Dr. Paul Berggreen, president of Arizona Digestive Health and chief strategy officer of the GI Alliance

Dr. Paul Berggreen

Back in 2008, I was in charge of the process to develop a pathology lab at Arizona Digestive Health, a physician group with 26 locations throughout the state, as part of our decision to form a supergroup with eight ambulatory surgery centers. For us, having ambulatory surgery centers had been a game changer. We learned we could double our efficiency with procedures when we controlled the process from start to finish. We began to consider other processes – in this case pathology – that we could improve.

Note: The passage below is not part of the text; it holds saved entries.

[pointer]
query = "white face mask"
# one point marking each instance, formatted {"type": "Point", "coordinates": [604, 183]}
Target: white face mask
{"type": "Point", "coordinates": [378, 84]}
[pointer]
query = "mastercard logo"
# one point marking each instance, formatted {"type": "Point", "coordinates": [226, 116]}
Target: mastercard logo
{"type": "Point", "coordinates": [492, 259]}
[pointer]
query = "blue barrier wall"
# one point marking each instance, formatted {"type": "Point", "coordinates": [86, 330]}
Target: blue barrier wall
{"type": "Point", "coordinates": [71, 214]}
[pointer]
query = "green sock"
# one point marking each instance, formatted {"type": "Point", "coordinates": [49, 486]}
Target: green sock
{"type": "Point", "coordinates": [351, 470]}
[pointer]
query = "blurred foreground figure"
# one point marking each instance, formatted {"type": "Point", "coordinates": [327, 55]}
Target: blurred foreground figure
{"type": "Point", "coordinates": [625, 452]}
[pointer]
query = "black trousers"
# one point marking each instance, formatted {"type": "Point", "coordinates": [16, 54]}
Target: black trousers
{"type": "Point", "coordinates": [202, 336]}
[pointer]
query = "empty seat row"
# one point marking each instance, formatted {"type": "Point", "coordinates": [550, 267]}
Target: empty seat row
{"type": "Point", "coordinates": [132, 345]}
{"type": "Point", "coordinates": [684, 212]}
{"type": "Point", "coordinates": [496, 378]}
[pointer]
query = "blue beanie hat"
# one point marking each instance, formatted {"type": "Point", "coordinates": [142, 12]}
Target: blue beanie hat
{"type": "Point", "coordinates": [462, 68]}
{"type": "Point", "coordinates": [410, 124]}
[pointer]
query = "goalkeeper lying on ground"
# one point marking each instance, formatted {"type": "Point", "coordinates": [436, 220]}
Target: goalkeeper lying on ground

Prior to running our own pathology lab, doctors who read our slides were general pathologists who did not always understand the language of gastroenterology. We had results that came back by fax that were often cumbersome to read and did not always give us the information we needed in the way we needed it. Consistency was a problem. We knew we needed a change.

I cannot lie – setting up and running your own pathology lab is not always easy. But with the right factors in place, here are some benefits to consider when you are making a decision about joining a practice.

Quality, efficiency can lead to opportunity

Our lab has three GI fellowship–trained pathologists reading our slides. That means they are highly specialized and know exactly what we are looking for in a pathology report. We have a 24-hour turnaround for results. A courier service delivers biopsy specimens from our endoscopy centers to our path lab every day, and each morning our gastropathologists have a stack of pathology slides waiting for them. It’s added predictability and stability to the process, and we get the level of quality, specificity, and uniformity we need in a report.

The efficiencies are beneficial and it has given us more leverage in our negotiations with payers. We know what our costs are and have great quality metrics as well as read rates that we can provide. This signals to health plans that quality is a top priority for us.

We have also gained a reputational benefit with patients. Although much of the work is happening behind the scenes for our patients, they get results faster and a consistency with costs. It also allows us to easily access the slides of patients we have been seeing for years, giving us a richer data set and more confidence in our diagnosis.

Now that we have our own lab, we can look at our pathology data and conduct studies that will benefit all patients. For example, a few of our GI fellows were able to work with our pathologists to conduct a study on adenoma detection rates, exhausting a tissue block when no adenoma was found on initial review. We found a significant increase in adenoma detection using this method; we plan to publish results soon. The ability to conduct this kind of research is worth considering when early career gastroenterologists are selecting a practice to join.

And last but not least, having our own pathology lab acts as a unifying force for our group, which is spread out across 26 offices. When diagnoses are available and we get a call from our pathologist, we know to pick up the phone immediately.